Spotlight On Kenwood
Far from the hustle and bustle of the capital on the edge of Hampstead Heath, Kenwood is one of London's lesser-known gems.
As well as being at the heart of the local community and supported by a dedicated team of volunteers, Kenwood entices visitors from further afield with its incredible art collection, tranquil grounds and unique design. It's also free to enter.
Discover Kenwood House
The Kenwood you see today was remodelled between 1764 and 1779 by Robert Adam, commissioned by Lord Mansfield. It's a masterpiece of innovative detail and architectural storytelling - from the entrance hall which doubled as the dining room, to the dramatic Great Library which was renovated as part of our recent restoration project.

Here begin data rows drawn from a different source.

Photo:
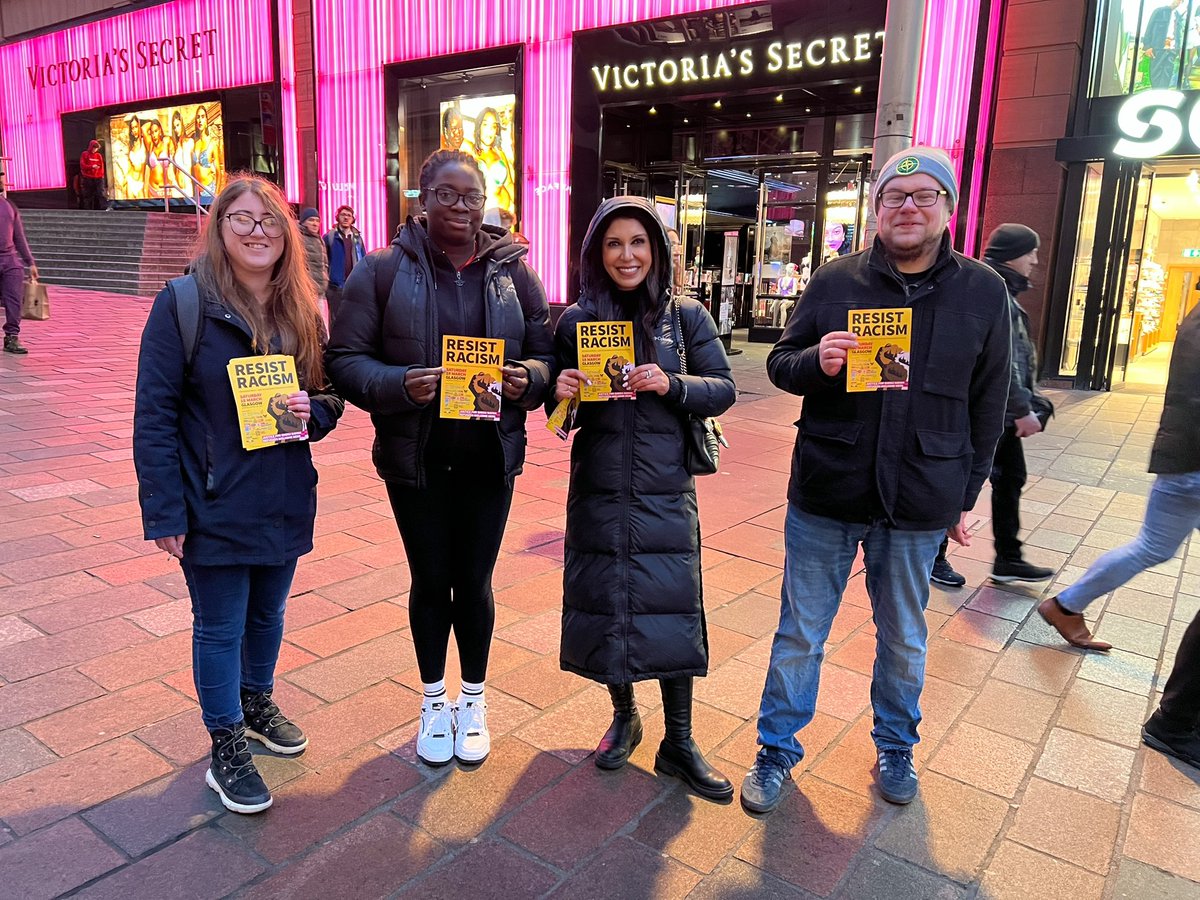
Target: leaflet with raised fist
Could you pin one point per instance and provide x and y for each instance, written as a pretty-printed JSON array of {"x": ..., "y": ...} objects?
[
  {"x": 261, "y": 388},
  {"x": 885, "y": 343},
  {"x": 606, "y": 357},
  {"x": 473, "y": 382}
]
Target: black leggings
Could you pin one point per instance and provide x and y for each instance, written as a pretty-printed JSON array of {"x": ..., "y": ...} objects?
[{"x": 451, "y": 532}]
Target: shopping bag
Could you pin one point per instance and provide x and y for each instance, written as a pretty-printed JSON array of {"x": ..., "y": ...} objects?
[{"x": 36, "y": 303}]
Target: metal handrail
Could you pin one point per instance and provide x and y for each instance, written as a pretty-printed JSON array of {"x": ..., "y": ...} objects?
[{"x": 197, "y": 195}]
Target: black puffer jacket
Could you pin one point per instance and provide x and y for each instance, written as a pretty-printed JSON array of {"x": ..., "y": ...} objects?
[
  {"x": 385, "y": 325},
  {"x": 1177, "y": 444},
  {"x": 1025, "y": 358},
  {"x": 912, "y": 459},
  {"x": 631, "y": 588}
]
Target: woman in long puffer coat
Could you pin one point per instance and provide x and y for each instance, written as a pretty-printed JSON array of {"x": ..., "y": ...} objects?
[{"x": 633, "y": 606}]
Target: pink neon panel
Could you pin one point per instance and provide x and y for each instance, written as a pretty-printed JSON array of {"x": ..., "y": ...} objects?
[
  {"x": 33, "y": 135},
  {"x": 286, "y": 127},
  {"x": 355, "y": 39}
]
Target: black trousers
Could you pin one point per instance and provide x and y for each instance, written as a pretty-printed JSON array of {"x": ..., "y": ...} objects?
[
  {"x": 453, "y": 531},
  {"x": 1008, "y": 477},
  {"x": 1181, "y": 696}
]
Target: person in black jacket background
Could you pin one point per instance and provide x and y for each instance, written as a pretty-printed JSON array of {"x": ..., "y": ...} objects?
[
  {"x": 633, "y": 600},
  {"x": 888, "y": 469},
  {"x": 450, "y": 483},
  {"x": 237, "y": 520}
]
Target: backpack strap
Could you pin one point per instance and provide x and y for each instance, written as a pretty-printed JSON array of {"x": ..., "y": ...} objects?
[{"x": 187, "y": 315}]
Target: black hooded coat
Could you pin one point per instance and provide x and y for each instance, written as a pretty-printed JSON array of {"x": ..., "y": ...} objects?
[
  {"x": 631, "y": 586},
  {"x": 388, "y": 323}
]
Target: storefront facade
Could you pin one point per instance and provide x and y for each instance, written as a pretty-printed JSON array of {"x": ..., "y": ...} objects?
[
  {"x": 399, "y": 79},
  {"x": 177, "y": 94},
  {"x": 1129, "y": 265}
]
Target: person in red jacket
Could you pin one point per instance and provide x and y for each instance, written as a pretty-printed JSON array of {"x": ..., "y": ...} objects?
[{"x": 91, "y": 171}]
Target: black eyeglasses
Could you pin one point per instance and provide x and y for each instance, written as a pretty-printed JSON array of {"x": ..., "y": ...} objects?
[
  {"x": 449, "y": 197},
  {"x": 244, "y": 225},
  {"x": 924, "y": 197}
]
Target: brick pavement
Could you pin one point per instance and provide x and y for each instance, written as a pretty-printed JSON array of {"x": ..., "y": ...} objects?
[{"x": 1033, "y": 783}]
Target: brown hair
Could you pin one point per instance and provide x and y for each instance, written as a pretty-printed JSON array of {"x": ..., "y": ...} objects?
[{"x": 291, "y": 316}]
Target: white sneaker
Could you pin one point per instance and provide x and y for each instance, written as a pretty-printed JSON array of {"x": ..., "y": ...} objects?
[
  {"x": 435, "y": 741},
  {"x": 472, "y": 743}
]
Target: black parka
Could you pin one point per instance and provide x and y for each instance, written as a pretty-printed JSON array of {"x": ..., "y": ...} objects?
[
  {"x": 385, "y": 325},
  {"x": 631, "y": 587},
  {"x": 915, "y": 459},
  {"x": 1177, "y": 444},
  {"x": 237, "y": 507}
]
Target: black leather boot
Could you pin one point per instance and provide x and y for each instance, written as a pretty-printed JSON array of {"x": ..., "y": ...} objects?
[
  {"x": 625, "y": 731},
  {"x": 678, "y": 755}
]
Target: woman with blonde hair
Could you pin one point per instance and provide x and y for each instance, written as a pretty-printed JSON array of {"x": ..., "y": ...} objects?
[{"x": 237, "y": 520}]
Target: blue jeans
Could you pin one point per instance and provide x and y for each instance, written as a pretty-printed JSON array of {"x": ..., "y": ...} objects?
[
  {"x": 820, "y": 555},
  {"x": 1173, "y": 511},
  {"x": 238, "y": 612}
]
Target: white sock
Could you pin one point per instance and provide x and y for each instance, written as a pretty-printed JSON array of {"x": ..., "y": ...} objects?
[
  {"x": 435, "y": 693},
  {"x": 472, "y": 693}
]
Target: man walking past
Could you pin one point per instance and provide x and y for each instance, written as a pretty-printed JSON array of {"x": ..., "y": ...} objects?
[
  {"x": 91, "y": 171},
  {"x": 1013, "y": 251},
  {"x": 346, "y": 249},
  {"x": 15, "y": 257},
  {"x": 891, "y": 469}
]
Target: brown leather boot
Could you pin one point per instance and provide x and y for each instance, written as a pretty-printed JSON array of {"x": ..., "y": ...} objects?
[{"x": 1071, "y": 625}]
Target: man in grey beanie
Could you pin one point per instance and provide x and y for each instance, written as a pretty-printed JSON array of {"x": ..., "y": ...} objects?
[{"x": 891, "y": 468}]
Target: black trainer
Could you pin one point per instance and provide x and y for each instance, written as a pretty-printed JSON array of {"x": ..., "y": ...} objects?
[
  {"x": 943, "y": 574},
  {"x": 269, "y": 726},
  {"x": 1181, "y": 742},
  {"x": 1006, "y": 570},
  {"x": 898, "y": 777},
  {"x": 233, "y": 775}
]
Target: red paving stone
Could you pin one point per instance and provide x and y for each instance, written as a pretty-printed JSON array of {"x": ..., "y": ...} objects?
[{"x": 1031, "y": 781}]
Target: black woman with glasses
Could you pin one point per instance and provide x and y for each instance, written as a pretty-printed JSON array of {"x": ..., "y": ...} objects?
[
  {"x": 450, "y": 481},
  {"x": 237, "y": 520}
]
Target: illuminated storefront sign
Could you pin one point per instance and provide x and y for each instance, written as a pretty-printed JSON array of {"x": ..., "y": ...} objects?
[
  {"x": 1152, "y": 124},
  {"x": 153, "y": 54},
  {"x": 741, "y": 63}
]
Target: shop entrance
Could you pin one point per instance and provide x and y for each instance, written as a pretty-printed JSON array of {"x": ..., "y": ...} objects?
[
  {"x": 753, "y": 234},
  {"x": 1135, "y": 271}
]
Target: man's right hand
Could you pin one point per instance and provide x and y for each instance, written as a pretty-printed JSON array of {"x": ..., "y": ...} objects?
[
  {"x": 1027, "y": 425},
  {"x": 568, "y": 383},
  {"x": 833, "y": 348},
  {"x": 423, "y": 383}
]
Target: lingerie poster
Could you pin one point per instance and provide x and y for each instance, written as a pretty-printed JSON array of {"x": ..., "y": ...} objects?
[
  {"x": 173, "y": 151},
  {"x": 484, "y": 127}
]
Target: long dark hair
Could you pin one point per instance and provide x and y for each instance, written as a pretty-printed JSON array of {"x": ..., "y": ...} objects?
[{"x": 648, "y": 298}]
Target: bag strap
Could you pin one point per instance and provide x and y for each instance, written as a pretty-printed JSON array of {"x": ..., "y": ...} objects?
[
  {"x": 681, "y": 342},
  {"x": 189, "y": 315}
]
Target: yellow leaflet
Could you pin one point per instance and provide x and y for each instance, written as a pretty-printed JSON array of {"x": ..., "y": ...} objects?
[
  {"x": 562, "y": 420},
  {"x": 606, "y": 357},
  {"x": 885, "y": 343},
  {"x": 261, "y": 388},
  {"x": 473, "y": 382}
]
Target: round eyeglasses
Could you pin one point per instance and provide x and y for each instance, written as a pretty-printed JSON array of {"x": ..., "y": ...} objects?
[
  {"x": 449, "y": 197},
  {"x": 244, "y": 225},
  {"x": 925, "y": 197}
]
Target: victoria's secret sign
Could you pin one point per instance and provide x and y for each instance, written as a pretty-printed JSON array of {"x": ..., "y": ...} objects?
[
  {"x": 119, "y": 60},
  {"x": 778, "y": 59}
]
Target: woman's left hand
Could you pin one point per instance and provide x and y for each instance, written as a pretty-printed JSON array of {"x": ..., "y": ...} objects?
[
  {"x": 516, "y": 382},
  {"x": 648, "y": 378},
  {"x": 300, "y": 406}
]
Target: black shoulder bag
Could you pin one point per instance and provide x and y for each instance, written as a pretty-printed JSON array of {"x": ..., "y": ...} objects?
[{"x": 702, "y": 435}]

Kenwood is home to the Iveagh Bequest, an extraordinary collection of artworks by Old Masters and British painters assembled by Edward Cecil Guinness, 1st Earl of Iveagh and left to the nation in 1927. Important pieces by Vermeer, Rembrandt, Gainsborough and Reynolds are hung in 'a fine example of the artistic home of an 18th-century gentleman.'
The house itself is set in a considerable estate, which provides some great walking - especially when combined with Hampstead Heath - and is very popular with local dog walkers. There are fantastic views over London too - St Paul's Cathedral, the Shard and Canary Wharf can all be seen from the grounds.
Why we love Kenwood
"Kenwood has one of the greatest, most significant collections of art in the country - shown in a intimate setting in which you can sit down peacefully and spend as little time or as long as you want in contemplation. It's also hard to believe we're in Zone 2. It doesn't feel like you're in London." Jerzy Kierkuc-Bielinski, Collections Curator
"I love bringing it to life and telling all the stories - it really gives the place some warmth, having volunteers here." George Driffill, Volunteer
"The community is an incredibly strong presence here, and when you take everything together: the estate, the history, and the art collection - it's really the full package." Phil Wright, Site Manager
Did you know?
Hanging by the window in the Breakfast Room is the portrait by Gainsborough of a Belgian-born inventor called John Joseph Merlin.
As well as inventing the 'gouty chair' - an early wheelchair (pictured) - he invented, with James Cox, a clock powered by atmospheric pressure, a kind of weighing scale and improved musical instruments.
He's also credited with inventing inline roller skates in 1760, and - according to Kenwood volunteer George - premiered his invention at a ball where he made a grand entrance into the ballroom by rolling in while playing the violin.
Unfortunately, he couldn't stop and crashed into a huge mirror, smashing it, his violin and his wrist in the process.